Unfortunately, you can’t steam clean your pets, but this is a great option for just about everywhere else.
Speaking of great solution that work wonders (just not on your pet), food-grade diatomaceous earth is a great option. This powder-like substance is essentially harmless to humans and pets (just don’t go snorting the dust!) while absolutely destroying bugs. This is because the powder is actually made from the crushed remains of diatom shells.
At bug level, it’s like walking on broken glass, destroying their exoskeletons and causing them to die of dehydration soon after. The dust is an irritant if inhaled, but proper usage means you can dust all sorts of places around the house. We wouldn’t suggest using it on your pet beds, but people have used it on their own beds before.
It works far better than flea sprays or other harsh chemicals. Just remember to use it responsibly.
White vinegar (not apple cider vinegar) is a great cleaning product that also repels fleas. Use it for cleaning and the smell will chase fleas off. Sure, your house will smell like a salad, but it’s generally safe for use around pets and is readily available.
While we love DIY methods of controlling pests, it’s also important to accept when certain methods either don’t work or are actually dangerous. Often, methods that work on fleas will also work on bed bugs, carpet beetles, and other small critters.
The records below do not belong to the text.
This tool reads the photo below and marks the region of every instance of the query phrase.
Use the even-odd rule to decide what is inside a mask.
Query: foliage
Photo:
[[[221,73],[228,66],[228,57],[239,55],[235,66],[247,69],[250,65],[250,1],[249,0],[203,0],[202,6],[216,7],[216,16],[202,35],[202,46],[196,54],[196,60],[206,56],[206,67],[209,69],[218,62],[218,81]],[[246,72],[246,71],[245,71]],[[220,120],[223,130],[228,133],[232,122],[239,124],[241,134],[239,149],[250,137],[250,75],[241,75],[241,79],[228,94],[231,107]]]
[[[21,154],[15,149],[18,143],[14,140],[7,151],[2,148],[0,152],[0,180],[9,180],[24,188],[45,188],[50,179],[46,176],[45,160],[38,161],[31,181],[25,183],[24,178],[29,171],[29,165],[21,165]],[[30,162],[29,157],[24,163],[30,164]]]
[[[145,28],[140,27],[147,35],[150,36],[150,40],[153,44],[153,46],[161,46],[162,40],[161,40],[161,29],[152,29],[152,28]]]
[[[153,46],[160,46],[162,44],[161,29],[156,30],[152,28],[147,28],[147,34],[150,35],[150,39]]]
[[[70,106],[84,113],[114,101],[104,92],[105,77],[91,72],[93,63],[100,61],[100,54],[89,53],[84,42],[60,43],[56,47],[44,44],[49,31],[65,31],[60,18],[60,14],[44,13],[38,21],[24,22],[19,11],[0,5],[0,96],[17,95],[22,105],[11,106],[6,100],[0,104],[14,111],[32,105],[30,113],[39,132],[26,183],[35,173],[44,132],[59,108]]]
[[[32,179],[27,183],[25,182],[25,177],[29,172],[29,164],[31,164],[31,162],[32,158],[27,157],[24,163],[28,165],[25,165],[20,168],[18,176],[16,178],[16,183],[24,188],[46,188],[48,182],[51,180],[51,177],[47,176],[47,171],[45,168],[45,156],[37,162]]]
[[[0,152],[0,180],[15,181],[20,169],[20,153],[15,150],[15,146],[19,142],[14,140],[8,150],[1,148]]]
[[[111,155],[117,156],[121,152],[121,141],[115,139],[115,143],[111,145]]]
This means a lot of potential money saved. Unfortunately, the effectiveness of rubbing alcohol (and its sibling products) relies on a lot of luck. There’s also just too much that can go wrong.
Rubbing alcohol can still be a useful treatment for many plant pests, but when it comes to fleas, we strongly recommend giving it a pass. You’ll get much better results using an alternative method (like those above) or to simply contact a flea exterminator.